PROPOSITION DE RÉSOLUTION
PRÉSENTÉE EN APPLICATION DE L'ARTICLE 73 BIS DU RÈGLEMENT, sur l'avant-projet de budget général des Communautés européennes pour l'exercice 1995 - (Volume 4 - Section III Commission - État des dépenses - Partie B - Crédits opérationnels - Titre 7-6 - Chapitre 7-60 - Coopération avec les pays de l'Europe centrale et orientale) - (n° E-263),
Par M. Jacques OUDIN,
Sénateur.
(Renvoyée à la commission des Finances, du contrôle budgétaire et des comptes économiques de la Nation sous réserve de la constitution éventuelle d'une commission spéciale dans les conditions prévues par le Règlement.)
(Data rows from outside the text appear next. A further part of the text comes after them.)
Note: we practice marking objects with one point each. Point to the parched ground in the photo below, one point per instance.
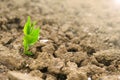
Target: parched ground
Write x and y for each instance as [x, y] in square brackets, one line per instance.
[79, 40]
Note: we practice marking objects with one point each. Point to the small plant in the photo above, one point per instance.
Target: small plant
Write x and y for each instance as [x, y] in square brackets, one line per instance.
[31, 35]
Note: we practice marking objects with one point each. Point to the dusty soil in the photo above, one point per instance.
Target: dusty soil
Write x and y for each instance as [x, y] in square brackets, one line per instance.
[82, 40]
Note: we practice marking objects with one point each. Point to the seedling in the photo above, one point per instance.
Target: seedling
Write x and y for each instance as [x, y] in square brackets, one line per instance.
[31, 35]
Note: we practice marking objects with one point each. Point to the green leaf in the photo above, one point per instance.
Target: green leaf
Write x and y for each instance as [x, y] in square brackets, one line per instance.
[31, 35]
[27, 26]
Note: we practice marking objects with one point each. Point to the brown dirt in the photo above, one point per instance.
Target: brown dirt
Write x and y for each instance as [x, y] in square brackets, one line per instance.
[83, 39]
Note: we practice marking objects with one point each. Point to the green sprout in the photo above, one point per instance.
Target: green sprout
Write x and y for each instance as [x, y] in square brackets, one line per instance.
[31, 35]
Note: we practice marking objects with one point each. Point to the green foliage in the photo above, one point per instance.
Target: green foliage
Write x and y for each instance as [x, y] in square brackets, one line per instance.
[31, 35]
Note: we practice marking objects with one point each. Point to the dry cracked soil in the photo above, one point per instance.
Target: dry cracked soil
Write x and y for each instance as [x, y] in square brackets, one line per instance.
[79, 40]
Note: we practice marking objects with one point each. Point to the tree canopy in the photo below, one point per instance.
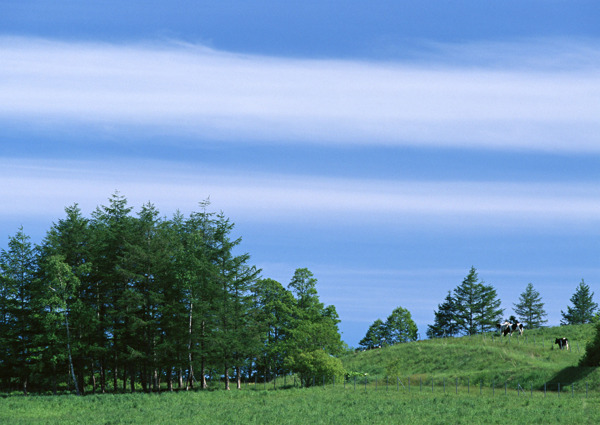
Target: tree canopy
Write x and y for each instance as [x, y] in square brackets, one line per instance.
[120, 301]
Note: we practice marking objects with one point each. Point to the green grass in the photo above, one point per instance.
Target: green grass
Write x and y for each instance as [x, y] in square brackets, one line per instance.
[293, 406]
[529, 359]
[487, 381]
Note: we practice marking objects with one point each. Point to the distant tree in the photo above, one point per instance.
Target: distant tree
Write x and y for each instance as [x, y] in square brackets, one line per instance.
[477, 305]
[17, 288]
[592, 350]
[583, 306]
[530, 308]
[375, 335]
[399, 327]
[445, 319]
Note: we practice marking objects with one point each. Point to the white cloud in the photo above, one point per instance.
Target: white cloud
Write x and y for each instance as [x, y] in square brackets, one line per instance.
[235, 97]
[43, 188]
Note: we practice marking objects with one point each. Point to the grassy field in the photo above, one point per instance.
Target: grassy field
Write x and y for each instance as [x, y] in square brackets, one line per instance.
[477, 380]
[294, 406]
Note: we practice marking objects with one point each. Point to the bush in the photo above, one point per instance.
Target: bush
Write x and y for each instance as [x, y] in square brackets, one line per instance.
[317, 364]
[592, 350]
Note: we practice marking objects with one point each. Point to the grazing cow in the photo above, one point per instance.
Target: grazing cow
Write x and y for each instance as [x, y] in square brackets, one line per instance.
[517, 326]
[562, 343]
[508, 328]
[504, 328]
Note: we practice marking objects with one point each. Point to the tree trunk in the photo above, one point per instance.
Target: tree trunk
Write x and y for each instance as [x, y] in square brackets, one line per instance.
[170, 378]
[70, 359]
[190, 383]
[203, 358]
[102, 376]
[227, 378]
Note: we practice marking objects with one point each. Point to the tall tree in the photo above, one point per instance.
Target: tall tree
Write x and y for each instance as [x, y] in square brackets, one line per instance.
[315, 326]
[399, 327]
[444, 324]
[68, 239]
[275, 312]
[583, 306]
[18, 275]
[478, 308]
[375, 336]
[110, 227]
[530, 308]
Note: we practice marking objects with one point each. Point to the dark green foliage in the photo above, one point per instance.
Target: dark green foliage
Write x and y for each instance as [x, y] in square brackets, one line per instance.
[375, 336]
[592, 350]
[399, 327]
[530, 308]
[583, 306]
[444, 323]
[121, 302]
[477, 307]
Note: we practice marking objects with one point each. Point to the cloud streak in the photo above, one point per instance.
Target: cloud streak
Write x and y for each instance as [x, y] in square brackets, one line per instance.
[192, 90]
[32, 188]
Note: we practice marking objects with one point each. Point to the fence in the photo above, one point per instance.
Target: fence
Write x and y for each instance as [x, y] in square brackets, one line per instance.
[431, 385]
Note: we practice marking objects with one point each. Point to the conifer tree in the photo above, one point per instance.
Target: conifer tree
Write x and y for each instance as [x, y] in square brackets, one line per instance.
[478, 308]
[444, 324]
[583, 306]
[530, 308]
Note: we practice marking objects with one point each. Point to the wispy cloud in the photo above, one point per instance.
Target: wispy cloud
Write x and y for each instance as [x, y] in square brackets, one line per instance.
[189, 89]
[30, 187]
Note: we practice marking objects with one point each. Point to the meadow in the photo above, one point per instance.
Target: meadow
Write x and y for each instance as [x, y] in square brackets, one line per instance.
[476, 380]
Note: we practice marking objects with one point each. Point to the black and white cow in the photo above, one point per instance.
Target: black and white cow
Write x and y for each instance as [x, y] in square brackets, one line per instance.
[508, 328]
[504, 328]
[562, 343]
[517, 327]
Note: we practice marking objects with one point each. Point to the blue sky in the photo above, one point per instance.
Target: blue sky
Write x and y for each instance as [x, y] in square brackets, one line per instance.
[388, 146]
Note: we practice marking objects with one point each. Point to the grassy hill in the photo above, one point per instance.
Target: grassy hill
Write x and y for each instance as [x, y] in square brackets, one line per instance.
[529, 359]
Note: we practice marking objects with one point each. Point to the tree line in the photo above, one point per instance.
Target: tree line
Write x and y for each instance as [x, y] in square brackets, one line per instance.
[119, 301]
[474, 307]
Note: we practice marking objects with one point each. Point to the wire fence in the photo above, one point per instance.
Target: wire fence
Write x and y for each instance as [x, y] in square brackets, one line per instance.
[432, 385]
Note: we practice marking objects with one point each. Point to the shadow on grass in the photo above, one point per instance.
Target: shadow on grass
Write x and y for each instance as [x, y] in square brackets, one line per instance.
[569, 375]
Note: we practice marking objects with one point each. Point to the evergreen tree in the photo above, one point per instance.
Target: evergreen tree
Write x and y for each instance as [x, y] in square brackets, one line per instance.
[444, 324]
[275, 312]
[17, 286]
[399, 327]
[375, 336]
[583, 306]
[478, 309]
[530, 308]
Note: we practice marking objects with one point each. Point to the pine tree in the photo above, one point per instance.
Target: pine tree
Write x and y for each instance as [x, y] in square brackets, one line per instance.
[478, 308]
[530, 308]
[375, 336]
[399, 327]
[17, 286]
[444, 324]
[583, 306]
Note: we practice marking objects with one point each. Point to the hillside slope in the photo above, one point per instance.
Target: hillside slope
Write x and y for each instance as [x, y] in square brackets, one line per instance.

Union européenne - Budget.
EXPOSÉ DES MOTIFS
Mesdames, Messieurs,
Dans l'avant-projet de budget général des Communautés européennes pour 1995, les crédits inscrits au chapitre « coopération avec les pays de l'Europe centrale et orientale » (programme PHARE) sont en forte augmentation. Les dépenses passent, en autorisations d'engagements, de 985 millions d'écus à 1.106 millions d'écus (soit + 12,3 %) et, en crédits de paiements, de 592 millions à 885 millions d'écus (soit + 49,5 %). Au sein de ce chapitre, les dépenses d'aide à la restructuration sont en hausse particulièrement forte : ils passent de 830 à 995 millions d'écus en engagements (+ 19,9 %) et de 487 à 804 millions d'écus en paiements (+ 65,1 %). Les pays bénéficiaires de ces dépenses sont les six pays ayant conclu un accord européen avec l'Union (Pologne, Hongrie, République tchèque, Slovaquie, Bulgarie, Roumanie), les trois États baltes, la Slovénie et l'Albanie.
Les dépenses de coopération actuelles avec ces pays ne peuvent être jugées trop élevées et peuvent même paraître très inférieures aux besoins, ce qui justifierait les hausses proposées. En effet, les États bénéficiaires sont tous engagés dans un processus de restructuration économique dont les difficultés sont très nombreuses et dont le succès est particulièrement souhaitable non seulement pour ces pays, mais pour l'Union européenne elle-même (sur le plan politique comme sur le plan économique) ; de plus, les pays signataires d'accords européens - ou du moins certains d'entre eux -semblent de plus en plus clairement destinés à adhérer à l'Union européenne dans les premières années de la prochaine décennie : un important effort de coopération est manifestement nécessaire pour favoriser le rapprochement qui doit nécessairement précéder cette adhésion.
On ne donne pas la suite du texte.